Other noteworthy I3 instance family features are:

Advanced Intel Broadwell processors
Support for 64 vcpus, 488 GB DDR4-based memory, 15 TB of NVMe local storage
SR-IOV based networking using Elastic Network Adaptor (ENA) offers 20 Gbps net throughput and over 2 Million Packets Per Second processing for low latency networking
EBS-optimized instance

NVMe Technology and Features

NVMe protocol supports multiple hardware queues, which is an advancement over traditional SAS and SATA protocols. Typical SAS devices support up to 256 commands and SATA devices support up to 32 commands in a single hardware queue. NVMe supports 64K commands per queue and up to 64K queues per device. NVMe queues are designed such that I/O commands and responses operate on the same processor core and thus can take advantage of warm cpu caches, locality as well as parallel processing capabilities of multi-core processors. Each application or thread running on the cpu gets a separate queue bound to that cpu, and with Linux block layer multi-queue support, no I/O locking is required to process IO. NVMe also supports MSI-X and interrupt steering, to distribute interrupt processing across multiple CPU, that improves scalability.
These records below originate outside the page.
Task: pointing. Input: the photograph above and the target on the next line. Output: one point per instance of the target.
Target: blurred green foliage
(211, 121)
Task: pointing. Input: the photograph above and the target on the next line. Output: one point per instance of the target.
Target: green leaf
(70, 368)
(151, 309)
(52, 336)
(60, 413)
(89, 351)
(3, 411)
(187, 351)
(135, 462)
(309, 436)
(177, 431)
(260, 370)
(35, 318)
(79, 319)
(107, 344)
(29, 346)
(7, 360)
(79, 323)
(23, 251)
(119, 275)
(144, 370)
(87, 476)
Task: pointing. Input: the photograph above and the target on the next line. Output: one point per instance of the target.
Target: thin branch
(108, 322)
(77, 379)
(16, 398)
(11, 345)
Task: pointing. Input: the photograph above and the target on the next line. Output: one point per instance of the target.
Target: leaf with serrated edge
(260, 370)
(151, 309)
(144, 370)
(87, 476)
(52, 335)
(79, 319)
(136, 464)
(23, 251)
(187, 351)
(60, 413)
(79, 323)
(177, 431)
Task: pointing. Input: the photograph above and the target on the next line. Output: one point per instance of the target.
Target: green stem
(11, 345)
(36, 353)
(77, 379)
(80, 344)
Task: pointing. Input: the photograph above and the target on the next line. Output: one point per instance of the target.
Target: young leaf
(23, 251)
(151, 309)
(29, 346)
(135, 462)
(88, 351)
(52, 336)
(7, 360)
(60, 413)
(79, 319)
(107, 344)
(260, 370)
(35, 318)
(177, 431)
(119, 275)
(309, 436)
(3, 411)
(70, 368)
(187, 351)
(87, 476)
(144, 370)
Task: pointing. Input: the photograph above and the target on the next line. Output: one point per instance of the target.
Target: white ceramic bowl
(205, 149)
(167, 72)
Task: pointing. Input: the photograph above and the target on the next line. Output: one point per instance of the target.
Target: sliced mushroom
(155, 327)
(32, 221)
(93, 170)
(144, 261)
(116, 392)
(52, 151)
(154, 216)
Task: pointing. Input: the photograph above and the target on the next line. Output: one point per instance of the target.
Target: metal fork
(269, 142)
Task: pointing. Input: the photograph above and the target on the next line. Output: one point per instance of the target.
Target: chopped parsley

In addition, NVMe uses simple command set that take half the number of CPU instructions to process an I/O request that SAS or SATA does, providing higher IOPS per CPU instruction cycle and lower I/O latency.

Linux Block Layer

When application issues IO requests, Linux block layer moves requests from per-cpu submission queues into hardware queues, up to the maximum number specified by the driver. NVMe devices supports multiple queues (AWS sets different number of hardware queues for each I3 instance type).

Instance Type	Hardware Queues per Device	Linux Software Queues	Number of nvme Devices	Capacity	Total HW Queues
i3.xl	4	4	1	0.8T	4
i3.2xl	8	8	1	1.7T	8
i3.4xl	16	16	2	3.5T	32
i3.8xl	16	32	4	6.9T	64
i3.16xl	31	64	8	13.8T	248

With mq feature of block layer, it is now possible to run entire submission and completion path for IO processing on the same CPU where the process scheduled I/O, maximizing cache locality and performance. nvme driver was updated in Linux kernel version 3.19 to use Linux multiqueue feature

multi-queue feature implementation was completed in recent kernel version (3.19 and above) that improves Linux block layer scalability to achieve maximum IOPS (15 Million) to accommodate today's and future high performance NVMe devices. NVMe uses optimized block layer path and that reduces software overhead by over 50%: SCSI/SAS (6.0 us, 19500 cycles), NVMe (2.8 us, 9100 cycles). Before mq feature block layer has a single request queue per device that is protected by spinlock resulting in higher contention and lower scalability. Linux block layer mq features splits the request queue into two queues:

Number of separate per-cpu software queues. Each cpu submits IO operations into its own queue, with no interaction or locking requirements with other cpus.
One or more hardware queues managed by driver

I3 NVMe Storage Benchmark Results

I3 instance setup:

Instance Type	Hardware Queues per Device	Number of nvme Devices	Capacity	Total HW Queues
i3.xl	4	1	0.8T	4
i3.2xl	8	1	1.7T	8
i3.4xl	16	2	3.5T	32
i3.8xl	16	4	6.9T	64
i3.16xl	31	8	13.8T	248

I3 NVMe storage IOPS

Instance Type	Access pattern	Block size	Read iops
i3.xl	random	4k	205k
i3.2xl	random	4k	413k
i3.4xl	random	4k	830k
i3.8xl	random	4k	1.65m
i3.16xl	random	4k	3.3m

I3 NVMe storage Throughput

Instance Type	Access pattern	Block size	rtput(MB)
i3.xl	sequential	128k	980
i3.2xl	sequential	128k	1910
i3.4xl	sequential	128k	3814
i3.8xl	sequential	128k	7641
i3.16xl	sequential	128k	15302

Thanks to Intel hardware virtualization extensions, VT-x (cpu virtualization), EPT (translation tables or memory virtualization), VT-d (I/O virtualization), and SR-IOV server virtualization has evolved from a slow software only solution to an efficient hardware assisted one. Large chunks of compute work are now offloaded to hardware to achieve optimum performance, bypassing hypervisor layer. With reduced virtualization overhead, performance gap between hypervisor controlled and bare-metal systems continue to shrink.